Re: [RFC PATCH v3 3/6] sched/fair: Use util biases for utilization and frequency

From: Hongyan Xia
Date: Tue May 28 2024 - 07:40:05 EST


On 26/05/2024 23:52, Dietmar Eggemann wrote:
On 07/05/2024 14:50, Hongyan Xia wrote:
Use the new util_avg_bias for task and runqueue utilization. We also
maintain separate util_est and util_est_uclamp signals.

Now that we have the sum aggregated CFS util value, we do not need to

There is the work uclamp missing somehow here.

Ack.

consult uclamp buckets to know how the frequency should be clamped.

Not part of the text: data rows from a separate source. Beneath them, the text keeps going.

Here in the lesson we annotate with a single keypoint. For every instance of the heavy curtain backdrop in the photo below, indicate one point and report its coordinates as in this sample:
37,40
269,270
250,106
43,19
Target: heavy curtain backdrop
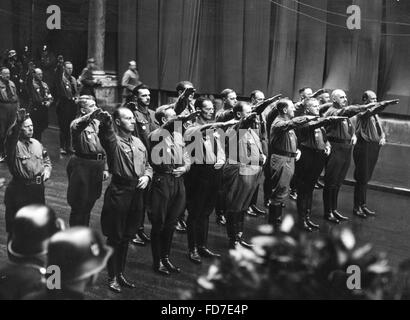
272,45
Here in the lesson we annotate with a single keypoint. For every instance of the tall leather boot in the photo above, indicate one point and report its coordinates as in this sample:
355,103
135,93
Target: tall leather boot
156,252
239,230
363,205
122,259
309,222
166,243
231,229
302,207
275,216
112,267
357,202
335,196
327,205
191,234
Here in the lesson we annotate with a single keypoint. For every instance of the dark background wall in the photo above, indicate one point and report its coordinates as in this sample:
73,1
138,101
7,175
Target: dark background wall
276,46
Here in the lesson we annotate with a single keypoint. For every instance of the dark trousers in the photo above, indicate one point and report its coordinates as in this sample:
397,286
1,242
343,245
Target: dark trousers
168,201
19,195
201,189
7,118
121,212
267,183
282,169
220,196
365,155
335,172
66,112
254,199
308,170
84,188
39,116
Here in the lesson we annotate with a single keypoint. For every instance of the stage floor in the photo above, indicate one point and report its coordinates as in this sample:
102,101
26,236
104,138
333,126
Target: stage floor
388,232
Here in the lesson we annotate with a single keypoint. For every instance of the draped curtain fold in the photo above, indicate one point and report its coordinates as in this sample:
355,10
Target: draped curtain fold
275,46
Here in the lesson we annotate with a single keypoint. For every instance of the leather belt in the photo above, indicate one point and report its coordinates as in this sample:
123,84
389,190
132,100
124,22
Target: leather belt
126,182
36,180
338,140
284,153
310,148
91,156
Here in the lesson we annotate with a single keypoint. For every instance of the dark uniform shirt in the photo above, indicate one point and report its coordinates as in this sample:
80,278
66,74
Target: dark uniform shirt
314,136
283,136
127,156
208,150
19,280
368,128
8,92
39,92
66,85
26,158
84,133
87,80
342,130
224,115
249,153
145,122
168,151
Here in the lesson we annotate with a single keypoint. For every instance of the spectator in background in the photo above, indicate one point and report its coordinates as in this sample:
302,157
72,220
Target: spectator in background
130,80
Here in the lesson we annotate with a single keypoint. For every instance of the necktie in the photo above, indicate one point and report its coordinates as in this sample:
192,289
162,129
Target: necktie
9,93
378,127
42,89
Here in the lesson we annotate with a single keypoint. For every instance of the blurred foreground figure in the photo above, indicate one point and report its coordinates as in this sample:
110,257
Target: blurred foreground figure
27,249
79,255
30,166
87,169
370,138
123,199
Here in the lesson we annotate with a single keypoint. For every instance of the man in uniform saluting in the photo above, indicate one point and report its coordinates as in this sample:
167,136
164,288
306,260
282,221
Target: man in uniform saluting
40,99
123,205
342,137
170,162
30,166
283,148
87,168
370,138
144,125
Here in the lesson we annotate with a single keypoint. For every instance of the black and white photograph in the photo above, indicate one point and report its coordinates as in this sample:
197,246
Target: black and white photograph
204,154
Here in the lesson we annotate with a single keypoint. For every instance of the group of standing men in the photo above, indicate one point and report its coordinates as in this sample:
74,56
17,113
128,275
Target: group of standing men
179,158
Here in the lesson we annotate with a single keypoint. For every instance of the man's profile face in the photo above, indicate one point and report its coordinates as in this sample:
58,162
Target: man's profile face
307,93
68,68
246,111
144,97
371,97
324,98
126,120
27,129
231,100
313,108
89,107
339,97
38,74
258,98
207,110
133,65
5,74
191,96
290,109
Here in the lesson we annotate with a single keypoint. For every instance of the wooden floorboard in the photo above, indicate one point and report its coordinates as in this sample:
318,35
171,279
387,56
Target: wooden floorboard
388,232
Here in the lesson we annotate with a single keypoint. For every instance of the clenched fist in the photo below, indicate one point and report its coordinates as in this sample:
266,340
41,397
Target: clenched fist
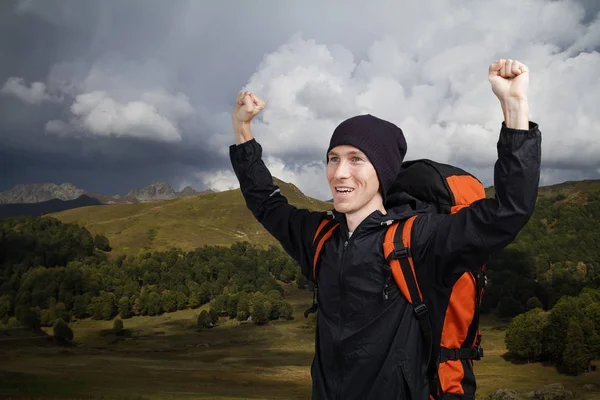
509,79
247,107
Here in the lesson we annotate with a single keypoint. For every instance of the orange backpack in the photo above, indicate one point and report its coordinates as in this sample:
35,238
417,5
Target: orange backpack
446,189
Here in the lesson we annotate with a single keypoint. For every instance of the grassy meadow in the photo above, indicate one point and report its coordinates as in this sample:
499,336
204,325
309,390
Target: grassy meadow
189,222
165,357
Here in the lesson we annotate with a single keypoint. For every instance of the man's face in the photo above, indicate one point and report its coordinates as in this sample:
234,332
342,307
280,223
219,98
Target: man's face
352,179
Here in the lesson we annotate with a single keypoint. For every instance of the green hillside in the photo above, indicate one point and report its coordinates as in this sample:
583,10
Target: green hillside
187,223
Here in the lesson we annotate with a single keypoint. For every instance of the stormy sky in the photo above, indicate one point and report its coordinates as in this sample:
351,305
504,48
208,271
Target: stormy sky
116,94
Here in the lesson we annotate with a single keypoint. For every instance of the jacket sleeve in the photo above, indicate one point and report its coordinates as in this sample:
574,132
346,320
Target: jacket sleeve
292,227
465,240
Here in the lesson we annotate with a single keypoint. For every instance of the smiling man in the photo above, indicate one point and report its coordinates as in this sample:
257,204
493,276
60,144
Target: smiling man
370,346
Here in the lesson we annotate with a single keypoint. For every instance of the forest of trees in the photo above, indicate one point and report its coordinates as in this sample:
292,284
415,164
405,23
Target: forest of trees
556,254
51,270
568,334
548,278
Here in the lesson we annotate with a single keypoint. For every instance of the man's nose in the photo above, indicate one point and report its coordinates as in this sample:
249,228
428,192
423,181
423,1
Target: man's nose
342,171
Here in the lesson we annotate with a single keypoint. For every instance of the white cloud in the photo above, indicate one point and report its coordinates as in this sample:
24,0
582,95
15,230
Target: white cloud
432,82
114,97
35,94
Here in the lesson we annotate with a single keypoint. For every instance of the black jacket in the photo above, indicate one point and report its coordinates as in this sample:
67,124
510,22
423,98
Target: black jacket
369,347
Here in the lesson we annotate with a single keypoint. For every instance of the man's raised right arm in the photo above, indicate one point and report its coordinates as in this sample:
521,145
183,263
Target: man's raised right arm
291,226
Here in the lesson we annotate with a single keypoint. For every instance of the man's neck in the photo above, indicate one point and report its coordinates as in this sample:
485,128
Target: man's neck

We
simply look at the aggregated top level rq->cfs.avg.util_avg +
rq->cfs.avg.util_avg_bias and rq->cfs.avg.util_est_uclamp to know what
frequency to choose and how to place tasks.

[...]

diff --git a/kernel/sched/fair.c b/kernel/sched/fair.c
index 571c8de59508..14376f23a8b7 100644
--- a/kernel/sched/fair.c
+++ b/kernel/sched/fair.c
@@ -4819,14 +4819,14 @@ static inline unsigned long cfs_rq_load_avg(struct cfs_rq *cfs_rq)
static int sched_balance_newidle(struct rq *this_rq, struct rq_flags *rf);
-static inline unsigned long task_util(struct task_struct *p)
+static inline unsigned long task_runnable(struct task_struct *p)
{
- return READ_ONCE(p->se.avg.util_avg);
+ return READ_ONCE(p->se.avg.runnable_avg);
}
-static inline unsigned long task_runnable(struct task_struct *p)
+static inline unsigned long task_util(struct task_struct *p)
{
- return READ_ONCE(p->se.avg.runnable_avg);
+ return READ_ONCE(p->se.avg.util_avg);
}
static inline unsigned long _task_util_est(struct task_struct *p)
@@ -4839,6 +4839,52 @@ static inline unsigned long task_util_est(struct task_struct *p)
return max(task_util(p), _task_util_est(p));
}

IMHO, we now have two complete hierarchies of util signals:

(a) (b) (uclamp version of (a))

(1) task_util() task_util_uclamp() (+ task_util_bias())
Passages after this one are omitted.